3. A system (170) comprising:

a compressor (22);

a heat rejection heat exchanger (30) coupled to the compressor to receive refrigerant compressed by the compressor;

an ejector (38) having:

a primary inlet (40) coupled to the heat rejection heat exchanger to receive refrigerant;

a secondary inlet (42);

an outlet (44); and

a motive nozzle (100) between the primary inlet and the outlet;

a heat absorption heat exchanger (64) coupled to the outlet of the ejector to receive refrigerant; and

at least one nozzle inline between the heat rejection heat exchanger and the primary inlet, so that a flowpath passes sequentially through the at least one nozzle and then to the motive nozzle primary inlet.

4. The system of claim 3 wherein:

the at least one nozzle comprises a convergent nozzle or convergent-divergent nozzle.

5. The system of claim 3 wherein:

the at least one nozzle consists of a single nozzle being a convergent nozzle or convergent-divergent nozzle.

6. The system of claim 5 further comprising:

a control valve either upstream of an inlet of the single nozzle or downstream of an outlet of the single nozzle.

7. The system of claim 6 wherein:

the refrigerant comprises at least 50% carbon dioxide, by weight.

8. The system of claim 3 wherein:

the refrigerant comprises at least 50% carbon dioxide, by weight.
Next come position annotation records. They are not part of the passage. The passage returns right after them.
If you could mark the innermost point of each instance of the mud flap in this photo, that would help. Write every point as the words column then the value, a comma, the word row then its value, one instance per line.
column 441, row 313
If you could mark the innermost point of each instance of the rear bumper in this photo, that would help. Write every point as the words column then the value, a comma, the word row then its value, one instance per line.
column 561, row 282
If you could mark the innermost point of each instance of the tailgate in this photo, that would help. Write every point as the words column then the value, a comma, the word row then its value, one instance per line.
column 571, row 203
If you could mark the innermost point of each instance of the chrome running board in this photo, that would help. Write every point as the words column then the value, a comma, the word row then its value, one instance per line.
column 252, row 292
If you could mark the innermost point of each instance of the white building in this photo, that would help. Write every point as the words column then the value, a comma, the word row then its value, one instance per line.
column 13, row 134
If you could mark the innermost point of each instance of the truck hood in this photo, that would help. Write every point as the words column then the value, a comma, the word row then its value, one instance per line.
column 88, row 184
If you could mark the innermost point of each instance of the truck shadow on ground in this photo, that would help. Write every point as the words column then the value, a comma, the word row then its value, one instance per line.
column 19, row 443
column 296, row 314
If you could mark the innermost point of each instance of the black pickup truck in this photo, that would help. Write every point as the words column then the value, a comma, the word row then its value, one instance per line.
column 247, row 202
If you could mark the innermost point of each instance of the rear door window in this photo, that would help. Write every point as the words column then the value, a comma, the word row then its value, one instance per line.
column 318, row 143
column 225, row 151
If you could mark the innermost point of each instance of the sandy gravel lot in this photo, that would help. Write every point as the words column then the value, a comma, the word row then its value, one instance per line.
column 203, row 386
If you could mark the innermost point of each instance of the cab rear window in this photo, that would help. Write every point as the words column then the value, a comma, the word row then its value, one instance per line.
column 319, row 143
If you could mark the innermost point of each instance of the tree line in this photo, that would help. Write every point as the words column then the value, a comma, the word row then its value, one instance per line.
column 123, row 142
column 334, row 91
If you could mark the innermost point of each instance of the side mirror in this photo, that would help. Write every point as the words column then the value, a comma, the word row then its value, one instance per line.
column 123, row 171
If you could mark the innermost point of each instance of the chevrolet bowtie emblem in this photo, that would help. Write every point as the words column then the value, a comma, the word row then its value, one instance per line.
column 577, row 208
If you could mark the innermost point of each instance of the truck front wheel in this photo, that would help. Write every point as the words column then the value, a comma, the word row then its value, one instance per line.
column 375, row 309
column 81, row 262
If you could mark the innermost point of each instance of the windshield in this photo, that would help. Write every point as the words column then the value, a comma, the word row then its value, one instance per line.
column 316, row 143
9. The system of claim 3 further comprising:

a separator (48) having:

an inlet (50) coupled to the outlet of the ejector to receive refrigerant from the ejector;

a gas outlet (54) coupled to the compressor to return refrigerant to the compressor; and

a liquid outlet (52) coupled to the secondary inlet of the ejector to deliver refrigerant to the ejector,

wherein:

the heat absorption heat exchanger (64) is between the separator and the secondary inlet.

10. The system of claim 9 wherein:

the system has no other separator.

11. The system of claim 9 wherein:

the refrigerant comprises at least 50% carbon dioxide, by weight.

12. The system of claim 3 further comprising:

an expansion device (70) immediately upstream of an inlet (66) of the heat absorption heat exchanger (64).

13. The system (170) of claim 3 wherein:

the ejector is a non-controlled ejector.

14. The system of claim 13 wherein:

the at least one nozzle comprises a convergent-divergent nozzle.

15. The system of claim 13 wherein:

a control valve is in series with the at least one nozzle.

16. The system of claim 15 wherein:

the at least one nozzle comprises a convergent nozzle.

17. The system of claim 15 wherein:

the at least one nozzle comprises a convergent-divergent nozzle.

18. The system of claim 3 wherein:

a flowpath is non-branching between the heat rejection heat exchanger and the ejector.